L’abito non fa il monaco: finto prete truffa parrocchie

Un 23enne di Andria è stato arrestato con l’accusa di truffa aggravata e sostituzione di persona. Il giovane, fingendosi sacerdote, si presentava in parrocchie di Puglia, Abruzzo e Basilicata, raccontando storie inventate su persone bisognose e caritatevoli opere da finanziare.
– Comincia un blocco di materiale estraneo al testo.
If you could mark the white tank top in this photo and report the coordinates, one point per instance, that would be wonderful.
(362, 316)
In questo modo, riusciva a farsi consegnare denaro dai parroci, convinti di stare aiutando il prossimo.

L’indagine

L’inchiesta è stata condotta dai carabinieri di Cerignola, in provincia di Foggia, dopo la denuncia di un sacerdote di Canosa di Puglia che aveva versato circa 7.000 euro al falso prete. Il 23enne, che in passato era già stato arrestato per reati simili, utilizzava un falso nome e un falso curriculum per guadagnarsi la fiducia dei parroci. Si presentava con abiti talari e ostentava una croce pettorale, mostrandosi sicuro di sé e affabile.

Le truffe

Le sue storie erano sempre diverse, ma tutte volte a suscitare compassione e generosità. Raccontava di essere un sacerdote di una diocesi lontana, impegnato in opere di carità per aiutare famiglie in difficoltà, bambini orfani o persone malate. In alcuni casi, millantava anche di essere in contatto con il Vaticano o con alti prelati.

Il modus operandi

Il falso prete contattava le parrocchie telefonicamente o via email, fissando un appuntamento con il parroco. Durante l’incontro, si mostrava affabile e sicuro di sé, esibendo documenti falsi e raccontando storie strappalacrime. In alcuni casi, chiedeva anche di poter celebrare messa in parrocchia, per aumentare la sua credibilità.

L’arresto

Dopo la denuncia del sacerdote di Canosa di Puglia, i carabinieri hanno avviato le indagini, identificando il 23enne e arrestandolo. Il giovane si trova ora in carcere in attesa di giudizio.